Ok after digging around in GWT's source code:

TextBox uses the generic ValueBoxEditor (see link in my previous answer) and 
does not have its own TextBoxEditor. The ValueBoxEditor knows the TextBox 
(but as ValueBoxBase<T>, because the ValueBoxEditor is generic) and 
calls ValueBoxBase.getValueOrThrow() to get the editor value. This call 
returns null for empty Strings as mentioned before. Thats why you got null 
for TextBoxes.

But I can see your point. TextBox overwrites ValueBoxBase<String>.getValue() 
and changes null to an empty String. But it does not 
overwrite ValueBoxBase<String>.getValueOrThrow(). So you end up having two 
methods that return the value but they have a different result for an empty 
String in the wrapped input element:

- getValue() returns an empty String (called by you in your example)
- getValueOrThrow() returns null (called by the editor framework)

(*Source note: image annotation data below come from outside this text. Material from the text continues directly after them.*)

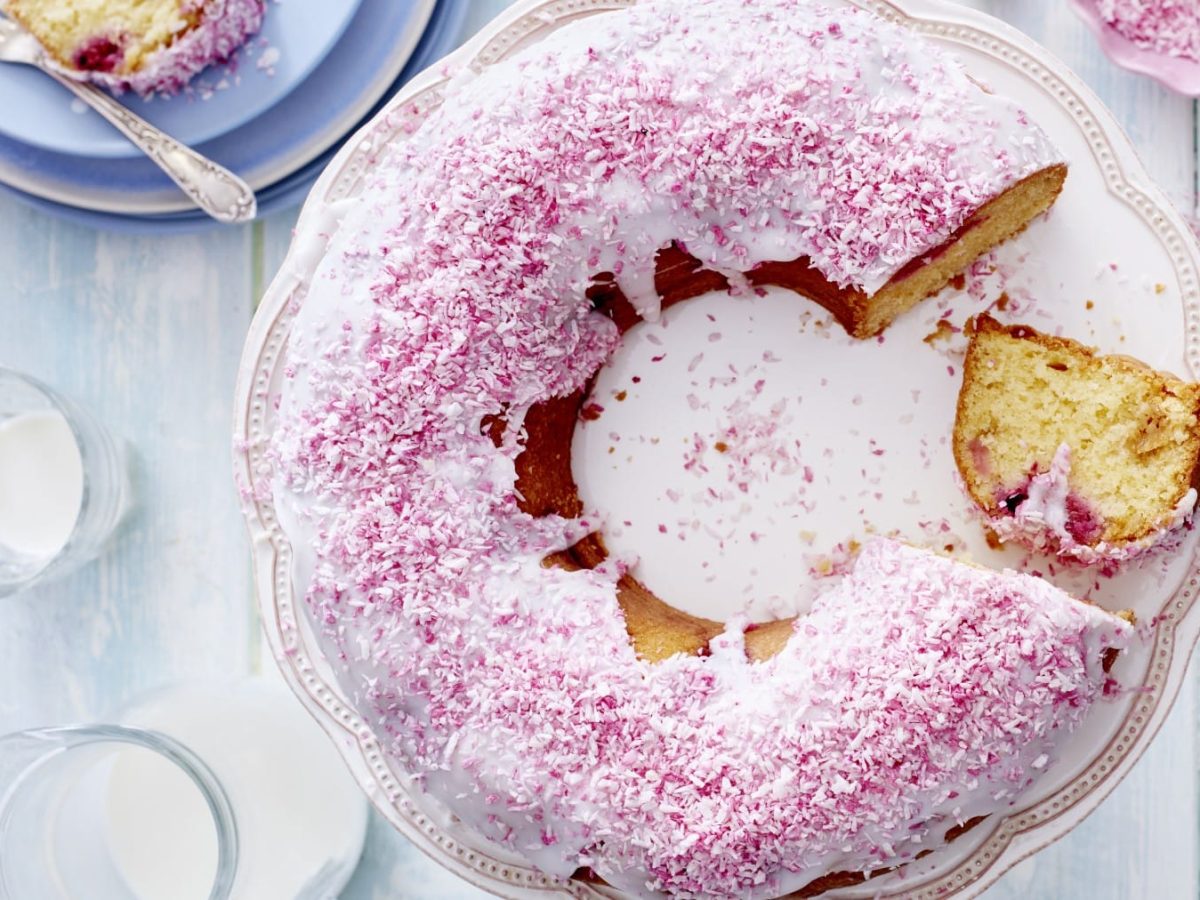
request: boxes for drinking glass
[0,725,238,900]
[0,366,128,596]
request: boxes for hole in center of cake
[572,289,953,622]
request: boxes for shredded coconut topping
[272,0,1113,898]
[44,0,266,96]
[1097,0,1200,61]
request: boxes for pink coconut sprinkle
[1097,0,1200,61]
[272,0,1128,898]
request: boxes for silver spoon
[0,18,258,223]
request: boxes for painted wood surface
[0,0,1200,900]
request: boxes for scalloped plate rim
[234,0,1200,898]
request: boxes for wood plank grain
[0,207,257,733]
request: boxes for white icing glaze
[272,0,1130,896]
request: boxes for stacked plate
[0,0,469,232]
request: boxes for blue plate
[0,0,469,232]
[0,0,361,158]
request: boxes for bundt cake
[271,0,1132,898]
[954,314,1200,563]
[0,0,266,95]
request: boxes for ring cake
[271,0,1132,898]
[0,0,266,95]
[954,314,1200,563]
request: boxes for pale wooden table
[0,0,1200,900]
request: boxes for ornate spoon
[0,18,258,222]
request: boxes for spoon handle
[42,68,258,223]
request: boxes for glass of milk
[0,366,127,596]
[0,725,238,900]
[0,678,367,900]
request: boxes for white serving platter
[235,0,1200,900]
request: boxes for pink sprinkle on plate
[1070,0,1200,97]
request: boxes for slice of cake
[954,314,1200,563]
[0,0,265,95]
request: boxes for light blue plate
[0,0,470,234]
[0,0,361,158]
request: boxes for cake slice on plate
[0,0,265,95]
[954,314,1200,563]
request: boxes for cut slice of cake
[0,0,265,95]
[954,314,1200,563]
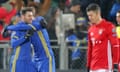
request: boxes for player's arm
[87,33,92,70]
[107,24,120,63]
[11,30,34,48]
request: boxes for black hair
[20,7,33,15]
[86,3,100,12]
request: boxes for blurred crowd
[0,0,120,69]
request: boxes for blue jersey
[10,22,36,72]
[8,17,55,72]
[66,34,81,60]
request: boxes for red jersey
[87,19,119,70]
[0,7,17,40]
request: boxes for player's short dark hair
[86,3,100,12]
[20,7,33,15]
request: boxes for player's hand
[25,29,34,38]
[40,19,47,28]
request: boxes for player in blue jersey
[8,9,55,72]
[10,8,37,72]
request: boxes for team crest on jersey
[99,29,103,35]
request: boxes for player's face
[87,11,100,23]
[116,13,120,24]
[23,11,34,24]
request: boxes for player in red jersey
[115,10,120,72]
[86,4,119,72]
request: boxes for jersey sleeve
[87,33,92,68]
[107,24,120,63]
[11,31,27,48]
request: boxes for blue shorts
[33,58,55,72]
[10,60,37,72]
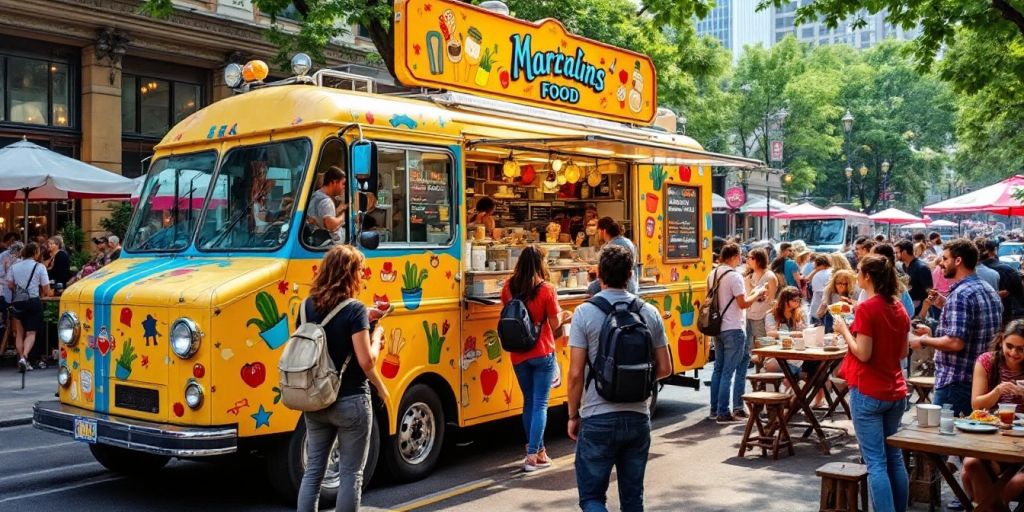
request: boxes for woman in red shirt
[835,254,910,512]
[502,246,572,472]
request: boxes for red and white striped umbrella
[867,208,924,224]
[921,174,1024,215]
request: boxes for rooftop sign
[394,0,657,124]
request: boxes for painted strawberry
[242,361,266,387]
[480,368,498,401]
[381,261,398,283]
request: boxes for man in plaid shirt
[910,239,1002,416]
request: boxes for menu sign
[394,0,657,124]
[665,184,700,261]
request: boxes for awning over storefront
[468,134,764,168]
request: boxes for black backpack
[697,268,736,336]
[587,297,655,402]
[498,283,548,352]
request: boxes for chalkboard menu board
[665,184,700,260]
[409,169,449,225]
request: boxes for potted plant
[114,340,138,381]
[401,261,427,311]
[246,292,288,350]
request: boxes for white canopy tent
[0,138,135,242]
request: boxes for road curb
[0,416,32,428]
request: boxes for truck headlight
[57,311,82,346]
[171,317,197,359]
[185,379,203,410]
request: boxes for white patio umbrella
[0,137,135,242]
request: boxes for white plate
[953,420,999,434]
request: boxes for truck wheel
[266,411,380,503]
[384,384,444,481]
[89,444,171,475]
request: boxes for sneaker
[715,415,736,425]
[536,449,551,469]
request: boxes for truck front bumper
[32,400,239,457]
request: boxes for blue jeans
[513,353,555,455]
[850,388,909,512]
[298,394,374,512]
[932,382,974,417]
[711,329,746,416]
[575,413,650,512]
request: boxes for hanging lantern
[565,161,583,183]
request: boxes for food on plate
[967,409,1001,425]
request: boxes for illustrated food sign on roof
[394,0,657,124]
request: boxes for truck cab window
[301,138,348,249]
[359,147,453,246]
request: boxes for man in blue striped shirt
[910,239,1002,416]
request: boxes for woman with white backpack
[298,245,388,512]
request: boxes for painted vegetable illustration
[381,328,406,379]
[401,261,427,311]
[648,165,669,190]
[483,330,502,360]
[676,330,699,367]
[246,292,288,350]
[473,44,498,87]
[676,278,693,327]
[114,340,138,380]
[480,368,498,401]
[423,321,444,365]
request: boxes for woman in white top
[807,254,831,325]
[7,242,50,372]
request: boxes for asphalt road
[0,371,922,512]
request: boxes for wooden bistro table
[886,425,1024,511]
[754,345,847,455]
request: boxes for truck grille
[114,385,160,414]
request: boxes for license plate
[75,418,96,443]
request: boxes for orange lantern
[242,60,270,82]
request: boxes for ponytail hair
[860,254,899,302]
[988,319,1024,391]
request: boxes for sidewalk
[0,367,57,428]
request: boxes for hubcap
[302,437,341,488]
[398,401,437,464]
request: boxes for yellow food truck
[35,0,759,496]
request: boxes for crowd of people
[708,232,1024,510]
[0,232,121,372]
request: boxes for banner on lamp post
[771,140,782,162]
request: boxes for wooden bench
[746,372,785,391]
[906,377,935,403]
[739,391,794,461]
[815,462,868,512]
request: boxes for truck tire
[383,384,444,481]
[266,409,381,506]
[89,444,171,475]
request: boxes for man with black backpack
[698,244,765,423]
[568,245,672,511]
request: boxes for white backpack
[278,298,355,412]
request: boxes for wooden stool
[825,377,853,421]
[906,377,935,403]
[815,462,868,512]
[739,391,794,461]
[903,450,942,512]
[746,372,785,391]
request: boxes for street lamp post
[843,109,853,202]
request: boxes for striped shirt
[935,273,1002,388]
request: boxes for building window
[0,55,74,128]
[121,74,203,138]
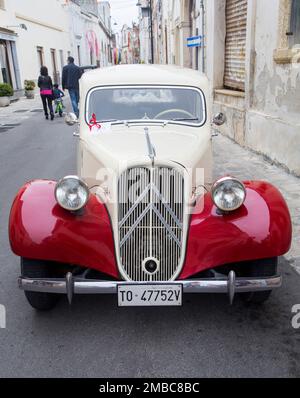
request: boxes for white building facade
[0,0,112,95]
[0,0,71,92]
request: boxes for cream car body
[77,65,212,279]
[9,65,291,310]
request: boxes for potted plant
[0,83,14,107]
[24,80,35,99]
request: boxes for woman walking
[38,66,54,120]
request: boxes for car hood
[84,125,210,169]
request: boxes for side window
[288,0,300,47]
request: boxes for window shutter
[224,0,248,91]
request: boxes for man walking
[62,57,82,118]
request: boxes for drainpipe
[149,0,154,64]
[200,0,206,73]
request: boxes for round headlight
[55,176,90,211]
[212,177,246,211]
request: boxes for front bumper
[18,271,282,304]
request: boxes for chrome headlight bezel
[54,176,90,212]
[211,176,247,213]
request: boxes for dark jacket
[38,76,53,90]
[62,64,82,90]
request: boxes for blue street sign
[187,36,203,47]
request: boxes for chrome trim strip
[117,165,188,282]
[18,275,282,294]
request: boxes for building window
[0,40,12,84]
[50,48,59,83]
[77,44,81,66]
[59,50,65,69]
[37,47,44,67]
[288,0,300,47]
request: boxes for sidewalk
[0,94,43,133]
[213,134,300,274]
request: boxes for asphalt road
[0,114,300,377]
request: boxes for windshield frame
[85,84,207,128]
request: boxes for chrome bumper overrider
[18,271,282,304]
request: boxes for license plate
[118,284,182,307]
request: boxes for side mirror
[213,112,227,126]
[65,113,78,126]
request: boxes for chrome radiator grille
[118,167,184,281]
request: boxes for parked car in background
[9,65,291,310]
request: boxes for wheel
[21,258,61,311]
[240,257,278,304]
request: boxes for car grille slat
[118,167,184,281]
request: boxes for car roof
[81,64,208,91]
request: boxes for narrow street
[0,104,300,377]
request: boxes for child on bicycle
[53,84,65,117]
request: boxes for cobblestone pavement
[213,134,300,274]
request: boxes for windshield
[87,86,205,125]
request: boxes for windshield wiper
[171,117,199,122]
[98,119,118,123]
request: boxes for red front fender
[9,180,291,279]
[180,181,292,279]
[9,180,119,277]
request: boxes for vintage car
[9,65,291,310]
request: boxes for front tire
[21,258,61,311]
[240,257,278,304]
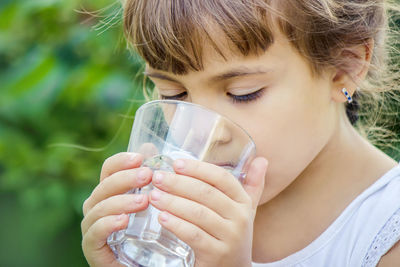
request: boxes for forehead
[125,0,273,74]
[145,30,300,83]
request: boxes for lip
[214,162,235,170]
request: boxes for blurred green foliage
[0,0,143,267]
[0,0,398,267]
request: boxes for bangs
[124,0,273,75]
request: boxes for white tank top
[252,162,400,267]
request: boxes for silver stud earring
[342,87,353,104]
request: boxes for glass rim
[136,99,256,151]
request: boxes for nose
[210,117,232,145]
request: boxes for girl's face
[146,31,339,205]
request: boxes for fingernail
[175,159,185,169]
[117,213,126,221]
[153,172,164,184]
[151,189,161,200]
[129,153,138,161]
[160,212,169,222]
[134,195,143,204]
[138,169,147,182]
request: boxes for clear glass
[107,100,255,267]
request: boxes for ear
[331,39,374,103]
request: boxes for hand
[150,158,267,267]
[81,153,153,267]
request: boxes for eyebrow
[143,66,270,83]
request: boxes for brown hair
[124,0,399,155]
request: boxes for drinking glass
[107,100,255,267]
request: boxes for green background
[0,0,400,267]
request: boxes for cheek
[249,94,334,203]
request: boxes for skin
[82,27,399,267]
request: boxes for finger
[83,167,153,215]
[150,189,229,239]
[152,171,234,219]
[158,211,222,254]
[81,194,148,235]
[174,159,249,203]
[82,214,129,250]
[100,152,143,182]
[243,157,268,209]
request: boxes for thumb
[243,157,268,209]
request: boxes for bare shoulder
[377,241,400,267]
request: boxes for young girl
[82,0,400,267]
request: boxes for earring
[342,87,353,104]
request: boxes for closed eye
[227,88,266,103]
[160,88,266,103]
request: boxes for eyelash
[161,88,265,103]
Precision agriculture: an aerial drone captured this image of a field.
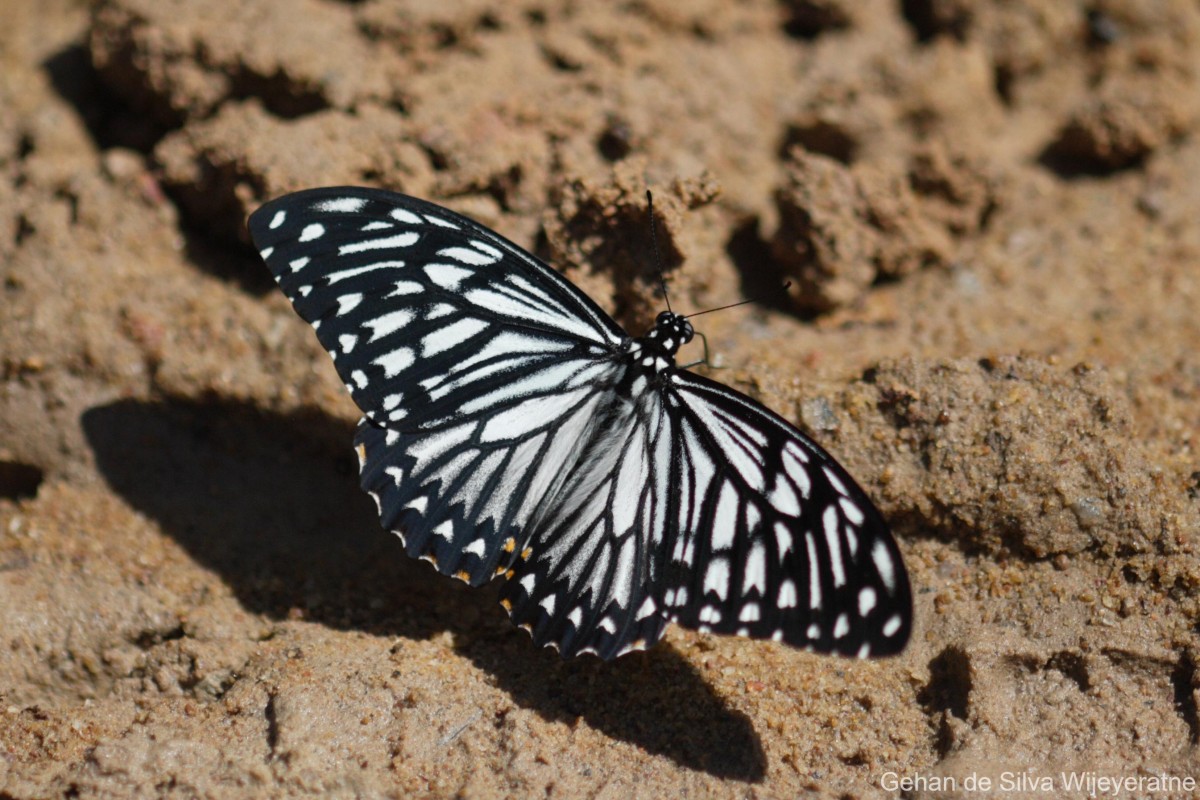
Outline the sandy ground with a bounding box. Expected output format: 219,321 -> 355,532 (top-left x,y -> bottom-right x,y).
0,0 -> 1200,799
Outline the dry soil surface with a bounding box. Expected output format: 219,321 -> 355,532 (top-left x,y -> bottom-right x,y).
0,0 -> 1200,799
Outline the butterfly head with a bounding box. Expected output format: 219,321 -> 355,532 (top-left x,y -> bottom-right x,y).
646,311 -> 696,355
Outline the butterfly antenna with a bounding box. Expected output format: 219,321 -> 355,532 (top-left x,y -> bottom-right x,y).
684,281 -> 792,319
646,190 -> 671,311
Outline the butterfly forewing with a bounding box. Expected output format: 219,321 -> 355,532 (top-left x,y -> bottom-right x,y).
250,187 -> 912,658
503,367 -> 673,658
250,187 -> 622,585
250,187 -> 624,426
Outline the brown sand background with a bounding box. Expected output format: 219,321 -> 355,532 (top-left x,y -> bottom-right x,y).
0,0 -> 1200,800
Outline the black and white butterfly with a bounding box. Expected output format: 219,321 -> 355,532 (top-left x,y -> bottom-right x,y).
250,187 -> 912,658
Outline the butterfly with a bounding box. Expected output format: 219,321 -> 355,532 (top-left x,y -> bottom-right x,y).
248,187 -> 912,660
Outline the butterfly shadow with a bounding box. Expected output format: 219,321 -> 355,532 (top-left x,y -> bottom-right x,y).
82,398 -> 766,781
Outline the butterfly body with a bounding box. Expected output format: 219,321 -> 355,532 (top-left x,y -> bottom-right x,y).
250,187 -> 912,658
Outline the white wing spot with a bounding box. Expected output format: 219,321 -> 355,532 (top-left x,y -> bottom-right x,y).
337,293 -> 362,317
775,522 -> 792,564
804,531 -> 821,609
821,506 -> 846,587
425,302 -> 456,319
704,559 -> 730,600
425,213 -> 458,230
776,578 -> 796,608
326,259 -> 404,285
337,230 -> 420,255
388,209 -> 421,225
300,222 -> 325,241
425,264 -> 474,291
858,587 -> 876,616
312,197 -> 367,213
371,348 -> 414,378
438,247 -> 497,266
636,593 -> 670,621
713,481 -> 738,551
388,281 -> 425,297
742,541 -> 767,597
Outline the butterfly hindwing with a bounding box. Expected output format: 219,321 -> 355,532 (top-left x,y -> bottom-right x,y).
664,372 -> 912,657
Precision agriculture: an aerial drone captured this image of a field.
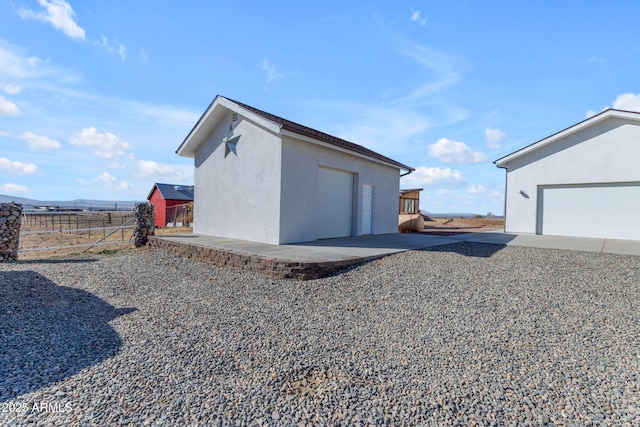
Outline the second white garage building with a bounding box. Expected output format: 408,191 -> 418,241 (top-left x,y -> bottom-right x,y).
495,109 -> 640,240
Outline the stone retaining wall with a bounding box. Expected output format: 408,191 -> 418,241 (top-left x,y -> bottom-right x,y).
149,237 -> 364,280
0,202 -> 22,262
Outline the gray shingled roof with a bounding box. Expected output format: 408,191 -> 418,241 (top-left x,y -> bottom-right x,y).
224,95 -> 415,171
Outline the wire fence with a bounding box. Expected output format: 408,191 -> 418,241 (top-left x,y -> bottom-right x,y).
18,211 -> 135,253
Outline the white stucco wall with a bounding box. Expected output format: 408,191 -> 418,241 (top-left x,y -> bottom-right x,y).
280,137 -> 400,243
193,113 -> 281,244
505,118 -> 640,233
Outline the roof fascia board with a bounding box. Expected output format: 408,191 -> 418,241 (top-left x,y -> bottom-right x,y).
281,129 -> 415,172
176,95 -> 280,157
493,109 -> 640,168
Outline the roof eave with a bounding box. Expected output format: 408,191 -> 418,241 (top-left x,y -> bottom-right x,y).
176,95 -> 280,158
281,129 -> 415,172
493,108 -> 640,168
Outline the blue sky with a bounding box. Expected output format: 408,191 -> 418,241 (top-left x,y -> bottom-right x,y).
0,0 -> 640,214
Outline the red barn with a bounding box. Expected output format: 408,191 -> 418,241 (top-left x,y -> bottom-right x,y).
147,183 -> 193,227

In addition to these both methods you also have TextBox.getText() which 
returns the text via a DOM operation. This method never returns null for an 
empty TextBox so maybe thats why Google has overwritten getValue() to act 
the same way. Unfortunately they forgot getValueOrThrow() which is used by 
the Editor Framework. So I think its a bug in TextBoxBase: getText(), 
getValue() and getValueOrThrow() should all act the same way.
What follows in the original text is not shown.